While the tax relief available on pension contributions is attractive, you need to be mindful of the compromise you make in exchange for this benefit, which is that pensions are relatively inflexible.

You can't access all of your capital and the pension dies with you unless you have a guarantee or spouse's benefit built in to your eventual annuity, both of which reduce your initial income. Plus, once in receipt, your pension annuity is subject to tax.

There is a very strong argument for stocks and shares ISAs to be used to complement pension savings, due to the high level of flexibility they offer and the tax efficiency they provide. Certainly, with only two years to go, and on the basis you seem happy with the income your pension will produce, I suggest you consider contributing to a stocks and shares ISA instead.

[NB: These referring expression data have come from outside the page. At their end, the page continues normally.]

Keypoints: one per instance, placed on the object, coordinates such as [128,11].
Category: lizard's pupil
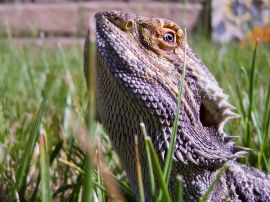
[169,37]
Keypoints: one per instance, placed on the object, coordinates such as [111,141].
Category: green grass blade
[179,189]
[33,137]
[213,184]
[46,194]
[160,177]
[149,162]
[247,139]
[169,156]
[100,192]
[88,185]
[139,169]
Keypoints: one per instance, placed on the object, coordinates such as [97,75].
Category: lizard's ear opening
[207,117]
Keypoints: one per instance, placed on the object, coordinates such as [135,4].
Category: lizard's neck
[196,181]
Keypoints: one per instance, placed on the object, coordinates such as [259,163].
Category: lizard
[139,66]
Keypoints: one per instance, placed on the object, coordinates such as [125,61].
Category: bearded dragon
[139,66]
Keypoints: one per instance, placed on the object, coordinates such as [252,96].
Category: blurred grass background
[43,91]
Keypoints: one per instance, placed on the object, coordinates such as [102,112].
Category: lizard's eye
[169,37]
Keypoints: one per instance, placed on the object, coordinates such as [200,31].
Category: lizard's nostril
[206,117]
[129,25]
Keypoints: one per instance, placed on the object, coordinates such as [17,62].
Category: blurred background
[43,89]
[224,20]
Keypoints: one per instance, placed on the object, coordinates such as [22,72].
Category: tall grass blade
[247,140]
[169,156]
[53,155]
[44,168]
[139,169]
[90,75]
[33,137]
[213,184]
[160,177]
[179,189]
[149,162]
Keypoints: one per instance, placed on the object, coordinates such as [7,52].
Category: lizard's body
[139,66]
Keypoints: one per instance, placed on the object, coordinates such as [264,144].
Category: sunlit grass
[46,87]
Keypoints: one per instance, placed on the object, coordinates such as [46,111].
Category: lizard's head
[145,56]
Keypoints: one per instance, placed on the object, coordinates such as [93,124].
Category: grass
[43,94]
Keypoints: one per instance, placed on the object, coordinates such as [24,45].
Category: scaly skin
[139,66]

De-risking your pension investment strategy as you approach retirement is essential. Reducing the risk and the volatility does not necessarily mean switching to bonds exclusively, though; there are many ways to reduce the risk.

I would urge you to undertake such a de-risking exercise as soon as possible to avoid a potential downturn in your fund just before retirement, which would impact on your pension income. A lower-risk profile is likely to produce lower returns and this is another reason why making additional pension contributions may not be very worthwhile.